Uploading your SSH key from OS X

The Upload File dialog in Macintosh OS X does not show hidden directories by default. This creates and extra hassle when uploading SSH public keys from an OS X machine.

In the "Upload File" dialog, use the shortcut '''Shift-Command-G''' and type in "~/.ssh" to navigate to the contents of your .ssh directory.

Then you will be presented with the contents of your .ssh directory and will be able to upload your id_rsa.pub file to DETER:

OpenSSH Configuration for Directly Logging into testbed nodes

These configuration tweaks should work for any operating system that runs OpenSSH (Linux, BSD, and OS X typically use OpenSSH as the default SSH client).

It is possible to log directly into testbed nodes with a little SSH configuration tweaking. Adding the following statement to '''~/.ssh/config''' will allow you to skip logging into users in order to access a particular testbed node. Change MyProject to the name of your project.

    Host pc*.isi.deterlab.net
        ProxyCommand ssh users.deterlab.net nc %h %p
        StrictHostKeyChecking no

    Host *.MyProject.isi.deterlab.net
        ProxyCommand ssh users.deterlab.net nc %h %p
        StrictHostKeyChecking no

With this configuration change and a proper SSH key setup, you will be able to directly log into nodes in your experiment.

You will now be able to log into nodes in your experiment using either the actual node name, e.g. pc025.isi.deterlab.net, or YourNode.YourExperiment.YourProject.isi.deterlab.net.

For example:

    jjhs-mac-mini:~ jjh$ ssh node0.jjh-ubuntu1004.DeterTest.isi.deterlab.net
    Warning: Permanently added 'node0.jjh-ubuntu1004.detertest.isi.deterlab.net' (RSA) to the list of known hosts.
    Linux node0.jjh-ubuntu1004.detertest.isi.deterlab.net 2.6.32-25-generic-pae #45-Ubuntu SMP Sat Oct 16 21:01:33 UTC 2010 i686 GNU/Linux
    Ubuntu 10.04.1 LTS

    Welcome to Ubuntu!
     * Documentation:  https://help.ubuntu.com/

      System information as of Wed Nov 10 20:41:19 PST 2010

      System load:  0.0                Processes:           116
      Usage of /:   12.3% of 14.67GB   Users logged in:     0
      Memory usage: 1%                 IP address for eth1: 192.168.1.26
      Swap usage:   0%

      Graph this data and manage this system at https://landscape.canonical.com/

    4 packages can be updated.
    2 updates are security updates.

    Last login: Wed Nov 10 20:13:15 2010 from users.deterlab.net
    node0:~> 

Accelerating Multiple Connections using OpenSSH Connection Multplexing

You can log in multiple times using the same SSH connection. This dramatically speeds up creating new connections. To enable SSH connection multiplexing, add the following lines to ~/.ssh/config. If you are on a multiuser machine, you may want to store the control socket someplace other than /tmp.

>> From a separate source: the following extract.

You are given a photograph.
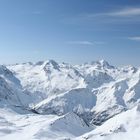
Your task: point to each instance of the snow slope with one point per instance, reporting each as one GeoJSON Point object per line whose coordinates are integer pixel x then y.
{"type": "Point", "coordinates": [58, 100]}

    Host users.deterlab.net
        ControlMaster auto
        ControlPath /tmp/%r@%h:%p

To verify that it is working, you can use the '''-v''' option:

    jjhs-mac-mini:~ jjh$ ssh -v pc026.isi.deterlab.net
    OpenSSH_5.2p1, OpenSSL 0.9.8l 5 Nov 2009
    debug1: Reading configuration data /Users/jjh/.ssh/config
    debug1: Applying options for *isi.deterlab.net
    debug1: Applying options for pc*.isi.deterlab.net
    debug1: Applying options for *
    debug1: Reading configuration data /etc/ssh_config
    debug1: auto-mux: Trying existing master
    Last login: Wed Nov 10 20:51:43 2010 from users.deterlab.net
    node0:~> 

If you try to close your master connection while other connections are active, the connection will stay running until the other sessions end.